Accusation principale : "Le Monde" se livrerait à un abus de confiance envers le public. Feignant de s'en tenir aux principes d'objectivité de son fondateur, M. Hubert Beuve-Méry, il favoriserait en fait une idéologie bien précise.

M. Legris appartint à la rédaction du "Monde" de 1956 à 1972. Il la quitta en faisant jouer la clause de conscience.

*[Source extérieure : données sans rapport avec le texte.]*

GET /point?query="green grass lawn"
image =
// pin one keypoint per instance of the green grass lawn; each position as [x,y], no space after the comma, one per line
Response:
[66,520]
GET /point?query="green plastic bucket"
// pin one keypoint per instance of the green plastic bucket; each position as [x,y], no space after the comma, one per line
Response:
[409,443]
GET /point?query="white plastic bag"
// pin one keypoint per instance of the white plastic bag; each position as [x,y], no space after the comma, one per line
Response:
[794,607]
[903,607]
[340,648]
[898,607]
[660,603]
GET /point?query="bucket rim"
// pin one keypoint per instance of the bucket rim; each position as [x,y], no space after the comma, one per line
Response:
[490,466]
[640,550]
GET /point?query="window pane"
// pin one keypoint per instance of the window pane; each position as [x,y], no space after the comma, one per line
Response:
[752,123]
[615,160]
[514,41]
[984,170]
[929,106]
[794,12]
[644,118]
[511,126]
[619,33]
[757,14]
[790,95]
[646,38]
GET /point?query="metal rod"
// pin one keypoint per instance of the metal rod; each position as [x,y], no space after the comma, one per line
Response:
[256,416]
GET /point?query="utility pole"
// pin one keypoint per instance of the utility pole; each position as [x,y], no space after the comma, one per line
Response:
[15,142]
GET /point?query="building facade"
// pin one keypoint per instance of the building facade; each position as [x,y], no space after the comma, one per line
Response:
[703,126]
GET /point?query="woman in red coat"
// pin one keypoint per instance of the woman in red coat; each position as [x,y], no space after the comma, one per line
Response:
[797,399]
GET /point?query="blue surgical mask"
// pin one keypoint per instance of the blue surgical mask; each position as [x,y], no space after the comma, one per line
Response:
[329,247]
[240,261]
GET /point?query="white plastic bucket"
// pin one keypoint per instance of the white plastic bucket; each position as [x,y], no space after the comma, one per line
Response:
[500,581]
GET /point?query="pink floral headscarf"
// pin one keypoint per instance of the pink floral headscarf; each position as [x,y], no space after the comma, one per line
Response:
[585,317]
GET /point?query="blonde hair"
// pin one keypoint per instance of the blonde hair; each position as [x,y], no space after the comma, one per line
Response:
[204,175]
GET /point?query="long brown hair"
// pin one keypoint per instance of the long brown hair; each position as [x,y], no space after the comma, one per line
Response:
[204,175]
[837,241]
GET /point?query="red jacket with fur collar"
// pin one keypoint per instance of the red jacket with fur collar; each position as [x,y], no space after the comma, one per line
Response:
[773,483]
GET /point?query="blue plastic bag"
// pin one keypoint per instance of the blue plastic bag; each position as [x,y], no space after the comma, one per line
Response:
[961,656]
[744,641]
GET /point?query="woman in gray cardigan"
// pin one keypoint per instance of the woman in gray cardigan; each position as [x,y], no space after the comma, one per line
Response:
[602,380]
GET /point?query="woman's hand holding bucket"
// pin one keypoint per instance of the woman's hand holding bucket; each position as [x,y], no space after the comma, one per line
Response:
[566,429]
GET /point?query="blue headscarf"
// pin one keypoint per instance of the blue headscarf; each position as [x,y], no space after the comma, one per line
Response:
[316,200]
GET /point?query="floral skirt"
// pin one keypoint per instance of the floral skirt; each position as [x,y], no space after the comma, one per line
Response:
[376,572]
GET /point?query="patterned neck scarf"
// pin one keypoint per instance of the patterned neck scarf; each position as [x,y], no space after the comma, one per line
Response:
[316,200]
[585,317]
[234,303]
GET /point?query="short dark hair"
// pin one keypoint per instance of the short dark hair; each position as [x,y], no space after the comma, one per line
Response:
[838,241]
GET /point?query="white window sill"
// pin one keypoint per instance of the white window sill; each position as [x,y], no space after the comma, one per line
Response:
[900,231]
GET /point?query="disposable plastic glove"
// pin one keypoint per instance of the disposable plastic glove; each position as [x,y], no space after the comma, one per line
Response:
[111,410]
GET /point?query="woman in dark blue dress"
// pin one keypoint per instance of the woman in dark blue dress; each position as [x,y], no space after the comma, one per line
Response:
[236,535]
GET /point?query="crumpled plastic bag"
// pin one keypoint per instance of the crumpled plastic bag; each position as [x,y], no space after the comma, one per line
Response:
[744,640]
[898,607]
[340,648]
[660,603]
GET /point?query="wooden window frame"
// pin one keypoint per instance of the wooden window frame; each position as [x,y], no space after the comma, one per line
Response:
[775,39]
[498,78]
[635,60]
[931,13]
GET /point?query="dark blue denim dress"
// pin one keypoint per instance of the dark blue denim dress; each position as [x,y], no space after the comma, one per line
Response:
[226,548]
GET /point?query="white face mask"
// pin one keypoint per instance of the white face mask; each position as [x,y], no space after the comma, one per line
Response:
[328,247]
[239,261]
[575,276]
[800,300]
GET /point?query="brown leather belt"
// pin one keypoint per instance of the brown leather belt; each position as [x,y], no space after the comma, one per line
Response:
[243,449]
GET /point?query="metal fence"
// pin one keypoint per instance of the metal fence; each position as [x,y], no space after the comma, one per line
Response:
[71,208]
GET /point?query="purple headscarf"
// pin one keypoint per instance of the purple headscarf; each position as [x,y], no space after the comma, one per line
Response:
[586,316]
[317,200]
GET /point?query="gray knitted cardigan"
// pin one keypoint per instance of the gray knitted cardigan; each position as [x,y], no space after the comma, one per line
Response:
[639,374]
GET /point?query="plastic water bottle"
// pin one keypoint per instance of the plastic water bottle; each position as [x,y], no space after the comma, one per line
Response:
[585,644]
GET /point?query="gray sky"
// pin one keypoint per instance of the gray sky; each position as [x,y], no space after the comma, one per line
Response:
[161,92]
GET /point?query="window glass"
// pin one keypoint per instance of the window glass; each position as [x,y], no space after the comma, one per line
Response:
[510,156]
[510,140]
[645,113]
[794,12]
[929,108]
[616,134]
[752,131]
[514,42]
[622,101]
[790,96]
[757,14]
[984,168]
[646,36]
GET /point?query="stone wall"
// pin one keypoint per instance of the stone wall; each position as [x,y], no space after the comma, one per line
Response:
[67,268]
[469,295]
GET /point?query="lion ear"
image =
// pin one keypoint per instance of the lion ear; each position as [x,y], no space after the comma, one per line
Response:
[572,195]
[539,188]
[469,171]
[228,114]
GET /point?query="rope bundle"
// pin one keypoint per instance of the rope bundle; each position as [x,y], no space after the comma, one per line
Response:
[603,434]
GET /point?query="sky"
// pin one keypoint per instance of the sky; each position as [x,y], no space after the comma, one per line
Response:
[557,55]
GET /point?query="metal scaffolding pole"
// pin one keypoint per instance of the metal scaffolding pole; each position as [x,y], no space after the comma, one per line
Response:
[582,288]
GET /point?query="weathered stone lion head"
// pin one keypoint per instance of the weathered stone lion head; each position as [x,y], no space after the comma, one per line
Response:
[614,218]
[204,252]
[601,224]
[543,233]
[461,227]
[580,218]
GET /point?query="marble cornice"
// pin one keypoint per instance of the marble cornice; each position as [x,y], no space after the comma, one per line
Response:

Selon M. Legris, l'objectivité de son ancien journal n'est qu'apparente : "On programme de façon délibérée la sélection que le lecteur va être conduit à opérer au sein du flot d'informations qui lui est livré".

Par quels procédés ? D'abord par la mise en page : "Puisqu'un petit encadré attire mieux l'œil qu'un long récit, il suffira de le juxtaposer à ce dernier pour ruiner l'effet des informations qu'il contient".

Ensuite par une certaine rhétorique : "Fausses symétries ; oubli du passé des uns, rappel de celui des autres ; ou, plus commodément encore, brouillamini au terme duquel le lecteur sera trop heureux de se précipiter sur la phrase finale - qui aura le mérite d'être claire et d'assener la conclusion que l'on voulait imposer".

Enfin, on étend sur plusieurs numéros une campagne d'opinion, ce qui, pour chaque numéro pris séparément, sauvegarde l'impression d'équilibre.

M. Legris s'est armé d'une loupe pour décortiquer certains articles.

Le 29 juin 1975, "Le Monde" titre : "Lors d'une enquête au Quartier latin, des inconnus tuent deux inspecteurs et blessent un commissaire. Il s'agirait de "terroristes" sud-américains".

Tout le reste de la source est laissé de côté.